On another note: those exercises on the Cadillac, where I circle my leg in the air, they are actually becoming a bit easier. I have more turn out in the hip, and less fatigue. Nice when things come together this way.
Danae has me on the Cadillac—a bench with lots of springs and things on it—and is changing things up on me. Seems there’s a lot of that going on in Pilates.
The Cadillac is interesting for me for the possibilities and limitations it offers. One of the most frustrating, yet compelling, exercises is seemingly simple and begins with my lying on my back (core engaged, of course) with one leg straight in front of me, the other one straight up in the air. Fundamentally, I’m drawing circles in the air, first circling the leg out and around, then reversing directions so my leg passes above the opposite knee first and crosses the body. For the left side this is moderately easy—well, as easy as an exercise should be, I suppose. Then, we switch legs and it’s time for the right side to do the work.

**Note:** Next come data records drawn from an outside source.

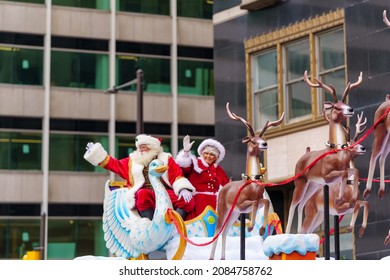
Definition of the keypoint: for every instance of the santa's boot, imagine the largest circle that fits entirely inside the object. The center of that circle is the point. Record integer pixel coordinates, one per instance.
(148, 213)
(182, 213)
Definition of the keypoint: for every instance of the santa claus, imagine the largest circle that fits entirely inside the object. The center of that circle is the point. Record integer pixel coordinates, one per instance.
(134, 170)
(203, 172)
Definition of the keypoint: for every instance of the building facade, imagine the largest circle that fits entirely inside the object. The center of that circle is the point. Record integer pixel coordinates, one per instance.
(261, 51)
(57, 59)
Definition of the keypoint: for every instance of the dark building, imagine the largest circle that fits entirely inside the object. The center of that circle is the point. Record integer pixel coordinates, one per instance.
(261, 51)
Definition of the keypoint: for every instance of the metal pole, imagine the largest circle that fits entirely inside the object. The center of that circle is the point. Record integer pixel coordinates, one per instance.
(336, 237)
(112, 57)
(174, 126)
(42, 248)
(140, 102)
(46, 128)
(242, 236)
(326, 223)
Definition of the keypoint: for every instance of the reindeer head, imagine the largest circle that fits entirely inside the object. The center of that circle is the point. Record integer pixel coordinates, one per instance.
(385, 19)
(339, 109)
(358, 149)
(256, 143)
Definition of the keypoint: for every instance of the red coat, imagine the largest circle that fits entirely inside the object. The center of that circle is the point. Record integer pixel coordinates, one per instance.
(132, 172)
(206, 179)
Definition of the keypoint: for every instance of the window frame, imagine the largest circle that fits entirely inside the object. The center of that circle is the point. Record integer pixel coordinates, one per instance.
(277, 40)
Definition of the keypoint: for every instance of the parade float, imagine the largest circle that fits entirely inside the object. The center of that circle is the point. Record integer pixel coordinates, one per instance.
(326, 179)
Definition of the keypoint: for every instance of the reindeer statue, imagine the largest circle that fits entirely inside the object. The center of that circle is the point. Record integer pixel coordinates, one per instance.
(333, 168)
(380, 148)
(252, 195)
(314, 207)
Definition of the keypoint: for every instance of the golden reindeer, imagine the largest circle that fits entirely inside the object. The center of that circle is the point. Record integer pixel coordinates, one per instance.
(350, 203)
(334, 167)
(252, 195)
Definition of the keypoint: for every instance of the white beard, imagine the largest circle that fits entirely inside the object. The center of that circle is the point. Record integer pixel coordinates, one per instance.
(144, 158)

I actually hear myself grunt. Out loud. And not quietly. My goal on this leg is not just to do the exercise, but to be aware of keeping my hip open, of rolling the muscles across my quad and thigh to the outside. It is nearly impossible. And so my leg trembles—no, it shakes—above me as I lie on my back and, yes, grunt, loudly.

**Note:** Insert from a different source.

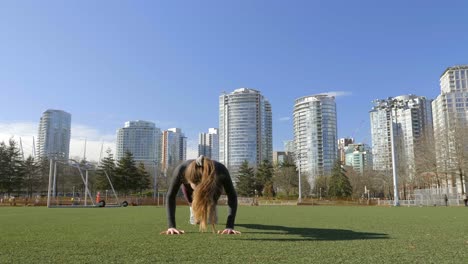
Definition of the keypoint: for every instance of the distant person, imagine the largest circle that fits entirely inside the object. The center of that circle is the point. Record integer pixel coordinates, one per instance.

Still, as difficult as this may be it tells me something and shows me just how my body has adjusted and compensated, how it has made up new rules for how to perform. Now, it seems, with a little help from Atlas it’s my turn to break those habits. The body was designed to perform efficiently and my body’s revised plan on how it should perform isn’t efficient. It isn’t helpful. Exercises such as this are incredibly difficult, but it seems like I can actually feel the scar tissue giving up a little deep in that hip, and the muscles engaging again.
The scale lies.
The scale must be lying because it’s not moving, not really arcing downward and yet I can see this change in my body. It’s the kind of change that usually only comes with weight loss for me. I’ve been noticing for weeks now that my belly has been shrinking. That blessed bulge every woman seems to get at some point in her life—often times I think it doesn’t appear until the 30s or 40s—has been wilting away so that already it is nearly gone.

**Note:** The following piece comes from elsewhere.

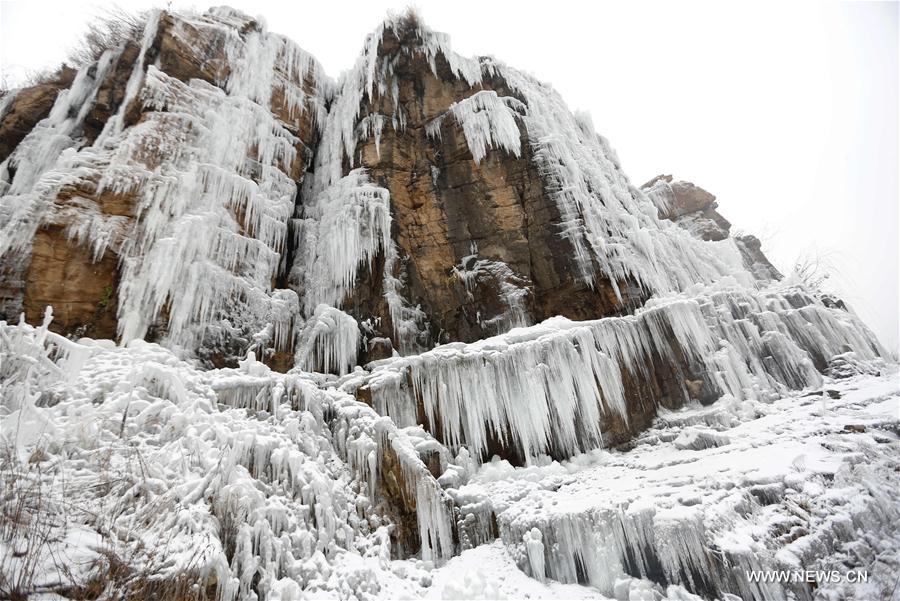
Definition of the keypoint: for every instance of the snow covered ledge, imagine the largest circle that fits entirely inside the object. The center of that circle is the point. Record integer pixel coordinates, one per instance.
(560, 386)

I suppose that’s not to be entirely surprised at. While we all know that Pilates works the core, and the stomach truly is the body’s core, what isn’t always apparent is what, really, is happening. One of the muscles that Pilates works is the transversus abdominis (TVA), a muscle layer of the anterior and lateral abdominal wall which resides immediately beneath the internal obliques. The TVA helps stabilize the pelvis. It also rather acts as a girdle around the midsection. Keep that deep, TVA muscle in shape it seems and not only will you help stabilize the spine and pelvis (and therein reduce pressure on your discs) you’ll also seemingly tighten the corset. And we all know how nice and flat Scarlet O’Hara’s corseted stomach looked.
Here’s the thing, though: my new body shape doesn’t end in side view. I’m seeing a change when I face that mirror head on, too. My thighs—my Achilles heel—look smaller; my shape looks more proportional. In fact, when I stand in front of the mirror I see something I’ve never seen before, with or without weight loss: My waist—which is quite narrow by nature—looks longer. I am built with one of those hourglass shapes, but this new look is especially heartening. From the hips to ribs I look longer, taller. How delightful. Seems the fact that the scale won’t give me a break is no matter if I can keep morphing this way.